本発明におけるDMF可溶性ウレタン樹脂(u1)とは、(a)をDMFに0.0125質量%添加して、常温で1時間撹拌した後、0.3μmの孔径のフィルター(フロロポアーメンブランフィルターNP−030:住友電工株式会社製)で加圧濾過して得られた濾液に含まれるウレタン樹脂である。また、(u2)は、上記方法で得られる濾過残査のウレタン樹脂である。
【0007】
本発明における(a)のDMF可溶性ウレタン樹脂の重量平均分子量(以下Mwと略記)は通常100,000以上、下限は好ましくは120,000、更に好ましくは150,000であり、上限は好ましくは2,000,000、さらに好ましくは1,500 ,000、特に好ましくは500,000である。
DMF可溶性ウレタン樹脂のMwが100,000未満の場合、得られる繊維用仕上げ剤の耐久性が不良となる。

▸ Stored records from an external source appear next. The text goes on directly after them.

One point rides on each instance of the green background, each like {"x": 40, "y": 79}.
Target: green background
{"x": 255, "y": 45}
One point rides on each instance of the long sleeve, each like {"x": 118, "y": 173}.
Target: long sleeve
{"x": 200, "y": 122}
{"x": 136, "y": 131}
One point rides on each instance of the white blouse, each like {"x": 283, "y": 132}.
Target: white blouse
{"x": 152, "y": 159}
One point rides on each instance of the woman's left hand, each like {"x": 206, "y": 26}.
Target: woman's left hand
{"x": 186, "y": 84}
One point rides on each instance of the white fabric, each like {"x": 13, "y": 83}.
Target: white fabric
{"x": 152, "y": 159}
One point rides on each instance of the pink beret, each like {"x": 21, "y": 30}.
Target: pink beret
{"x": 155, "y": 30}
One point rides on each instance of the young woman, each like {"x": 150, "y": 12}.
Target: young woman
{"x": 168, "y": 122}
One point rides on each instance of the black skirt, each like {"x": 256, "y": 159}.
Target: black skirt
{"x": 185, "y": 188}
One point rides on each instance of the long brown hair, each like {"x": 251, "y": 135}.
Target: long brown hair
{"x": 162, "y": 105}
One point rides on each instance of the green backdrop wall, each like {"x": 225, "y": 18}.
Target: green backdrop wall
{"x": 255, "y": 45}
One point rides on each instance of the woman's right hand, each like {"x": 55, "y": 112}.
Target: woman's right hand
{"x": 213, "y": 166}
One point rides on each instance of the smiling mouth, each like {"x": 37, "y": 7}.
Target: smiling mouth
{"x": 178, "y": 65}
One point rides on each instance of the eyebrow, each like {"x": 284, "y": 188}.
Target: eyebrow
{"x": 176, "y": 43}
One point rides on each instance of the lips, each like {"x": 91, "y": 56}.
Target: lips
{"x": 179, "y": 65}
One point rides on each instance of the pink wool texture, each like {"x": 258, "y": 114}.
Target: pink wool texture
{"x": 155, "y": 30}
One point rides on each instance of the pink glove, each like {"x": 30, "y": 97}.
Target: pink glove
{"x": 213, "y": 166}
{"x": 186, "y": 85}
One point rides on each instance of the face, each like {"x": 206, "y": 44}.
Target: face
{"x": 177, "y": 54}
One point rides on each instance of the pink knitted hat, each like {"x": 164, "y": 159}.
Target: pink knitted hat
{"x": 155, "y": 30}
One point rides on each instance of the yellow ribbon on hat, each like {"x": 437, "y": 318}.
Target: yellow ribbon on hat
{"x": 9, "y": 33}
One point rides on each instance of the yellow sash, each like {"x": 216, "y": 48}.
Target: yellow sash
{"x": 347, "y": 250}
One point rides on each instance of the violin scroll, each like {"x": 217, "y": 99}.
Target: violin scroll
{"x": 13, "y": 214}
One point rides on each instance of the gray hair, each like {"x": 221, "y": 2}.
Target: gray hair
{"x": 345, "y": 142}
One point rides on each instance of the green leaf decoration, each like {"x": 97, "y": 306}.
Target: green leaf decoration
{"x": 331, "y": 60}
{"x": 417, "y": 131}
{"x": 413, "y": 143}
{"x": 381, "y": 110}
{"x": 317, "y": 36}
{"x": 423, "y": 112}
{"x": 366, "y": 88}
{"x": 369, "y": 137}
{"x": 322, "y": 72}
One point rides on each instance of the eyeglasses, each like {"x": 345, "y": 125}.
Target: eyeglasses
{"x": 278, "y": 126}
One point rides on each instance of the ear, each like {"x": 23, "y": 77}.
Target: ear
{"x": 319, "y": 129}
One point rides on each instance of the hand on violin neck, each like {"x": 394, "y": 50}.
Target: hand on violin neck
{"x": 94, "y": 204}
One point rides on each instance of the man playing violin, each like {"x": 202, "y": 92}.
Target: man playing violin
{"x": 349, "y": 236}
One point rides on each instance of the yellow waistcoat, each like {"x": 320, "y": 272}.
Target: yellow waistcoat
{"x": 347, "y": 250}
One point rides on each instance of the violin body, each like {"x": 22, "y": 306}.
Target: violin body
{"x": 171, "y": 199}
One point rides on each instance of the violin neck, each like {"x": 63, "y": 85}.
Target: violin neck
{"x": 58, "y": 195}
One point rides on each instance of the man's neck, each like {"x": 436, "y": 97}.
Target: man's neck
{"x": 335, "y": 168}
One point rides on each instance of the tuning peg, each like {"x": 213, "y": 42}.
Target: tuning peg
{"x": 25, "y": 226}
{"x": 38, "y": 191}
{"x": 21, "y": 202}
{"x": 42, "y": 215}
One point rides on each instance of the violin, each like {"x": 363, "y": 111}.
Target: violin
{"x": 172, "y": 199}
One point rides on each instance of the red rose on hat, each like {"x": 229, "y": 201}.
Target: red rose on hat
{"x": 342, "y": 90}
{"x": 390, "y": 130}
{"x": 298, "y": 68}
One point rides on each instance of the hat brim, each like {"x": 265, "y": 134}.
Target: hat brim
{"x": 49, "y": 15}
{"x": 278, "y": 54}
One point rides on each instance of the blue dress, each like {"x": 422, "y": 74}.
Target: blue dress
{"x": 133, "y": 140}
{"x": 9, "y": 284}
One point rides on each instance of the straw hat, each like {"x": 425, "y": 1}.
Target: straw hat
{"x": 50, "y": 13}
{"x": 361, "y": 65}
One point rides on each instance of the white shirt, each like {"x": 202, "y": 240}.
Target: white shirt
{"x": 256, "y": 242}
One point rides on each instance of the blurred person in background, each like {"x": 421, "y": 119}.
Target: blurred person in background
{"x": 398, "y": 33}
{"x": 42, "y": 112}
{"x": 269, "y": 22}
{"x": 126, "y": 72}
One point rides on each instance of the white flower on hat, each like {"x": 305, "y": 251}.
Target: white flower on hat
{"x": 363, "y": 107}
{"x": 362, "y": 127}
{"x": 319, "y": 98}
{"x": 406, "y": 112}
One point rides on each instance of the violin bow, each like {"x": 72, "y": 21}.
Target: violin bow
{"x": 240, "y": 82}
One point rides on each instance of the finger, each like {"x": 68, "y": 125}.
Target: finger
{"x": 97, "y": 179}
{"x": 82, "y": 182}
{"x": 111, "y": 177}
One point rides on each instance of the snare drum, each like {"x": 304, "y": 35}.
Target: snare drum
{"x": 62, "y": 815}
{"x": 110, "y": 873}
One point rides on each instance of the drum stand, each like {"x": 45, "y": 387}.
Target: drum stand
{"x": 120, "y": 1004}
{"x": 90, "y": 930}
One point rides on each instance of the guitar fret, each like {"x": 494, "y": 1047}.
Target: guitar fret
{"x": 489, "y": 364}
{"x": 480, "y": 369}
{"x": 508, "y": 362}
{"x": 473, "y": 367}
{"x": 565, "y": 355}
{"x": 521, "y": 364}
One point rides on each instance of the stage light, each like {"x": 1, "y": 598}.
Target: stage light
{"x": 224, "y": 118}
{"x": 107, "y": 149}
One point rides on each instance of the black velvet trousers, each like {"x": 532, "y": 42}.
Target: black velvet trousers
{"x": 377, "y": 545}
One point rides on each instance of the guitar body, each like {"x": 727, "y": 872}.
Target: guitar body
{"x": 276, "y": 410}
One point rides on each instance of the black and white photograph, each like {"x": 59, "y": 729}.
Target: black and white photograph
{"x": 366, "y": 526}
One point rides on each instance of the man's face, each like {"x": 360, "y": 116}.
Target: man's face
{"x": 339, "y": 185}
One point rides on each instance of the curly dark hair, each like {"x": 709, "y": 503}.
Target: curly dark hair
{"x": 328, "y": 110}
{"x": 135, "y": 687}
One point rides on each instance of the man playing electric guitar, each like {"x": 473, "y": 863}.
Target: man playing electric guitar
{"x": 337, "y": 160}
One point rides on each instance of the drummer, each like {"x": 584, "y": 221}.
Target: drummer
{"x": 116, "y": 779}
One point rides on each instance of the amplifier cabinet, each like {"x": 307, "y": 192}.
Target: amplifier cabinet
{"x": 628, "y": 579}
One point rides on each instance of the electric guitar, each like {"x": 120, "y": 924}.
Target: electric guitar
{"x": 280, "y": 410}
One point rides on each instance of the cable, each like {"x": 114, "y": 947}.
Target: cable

なお、Mwは、GPC(ゲルパーミエーションクロマトグラフィー)で、DMF可溶性ウレタン樹脂の0.0125質量%DMF溶液を試料として、溶媒としてDMFを使用し、分子量標準としてポリスチレンを用いて測定できる。
【0008】
本発明における(a)の弱酸価の好ましい範囲は3〜16mgKOH/gであり、弱酸価の下限は、さらに好ましくは5mgKOH/g、特に好ましくは7mgKOH/gであり、弱酸価の上限は、さらに好ましくは14mgKOH/g、特に好ましくは12mgKOH/gである。弱酸価が3mgKOH/g以上であれば(a)中に存在する親水基量が多いため水性分散体が安定になりやすく、16gKOH/g以下であれば得られる樹脂加工繊維基材の耐水性が低下しないので良好である。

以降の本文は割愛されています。